On Friday 4th November 2016 at 7.30pm (The Museum doors open at 7.00pm), Dr Neil Wilkin from the British Museum takes us on a 1,500 year journey through the different ways gold was made and worn during the Bronze Age in Britain, with special attention to the goldwork of Dorset, especially the spectacular new find of a lunula from the Tarrant Valley. The talk will explore the ways that the goldworking craft was related to changes in religious, social and economic activities and how the study of these beautiful objects is rewriting our understanding of the earliest age of metals.
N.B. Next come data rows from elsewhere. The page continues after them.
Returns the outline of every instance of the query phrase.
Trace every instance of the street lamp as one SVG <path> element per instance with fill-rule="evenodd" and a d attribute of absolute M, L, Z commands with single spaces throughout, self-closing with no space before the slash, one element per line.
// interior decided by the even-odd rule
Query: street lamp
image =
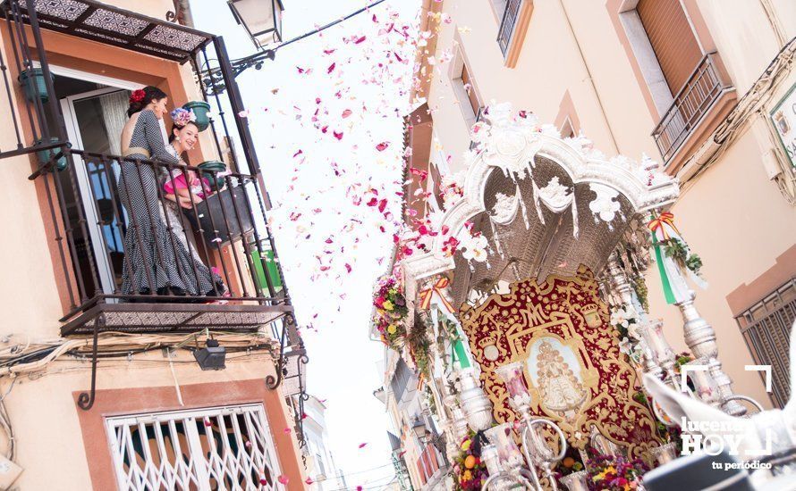
<path fill-rule="evenodd" d="M 421 442 L 424 441 L 427 432 L 426 423 L 421 421 L 419 418 L 415 418 L 415 421 L 411 425 L 411 430 L 412 432 L 414 432 L 415 437 L 417 437 L 419 440 L 420 440 Z"/>
<path fill-rule="evenodd" d="M 258 48 L 282 42 L 282 0 L 228 0 L 227 4 Z"/>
Dr Neil Wilkin’s particular interests are links between Bronze Age ceramics and metalwork and Bronze Age funerary practices and grave goods. He is currently working on a project on prehistoric grave goods which aims to redisplay the Bronze Age material in the British Museum public gallery. He is also the project leader of the Asahi Shimbun displays in Room 3 of the British Museum, overseeing four shows a year focusing on iconic objects from across the Museum’s collection.
Prior to joining the British Museum, Neil worked at the University of Aberdeen’s Marischal [pronounced Marshall] Museum and completed a PhD on Early Bronze Age pottery and burials of Northern England.
Friday 4th November 2016 at 7.30pm (The Museum doors open at 7.00pm). The talk is FREE although a donation of £3 is encouraged to cover costs.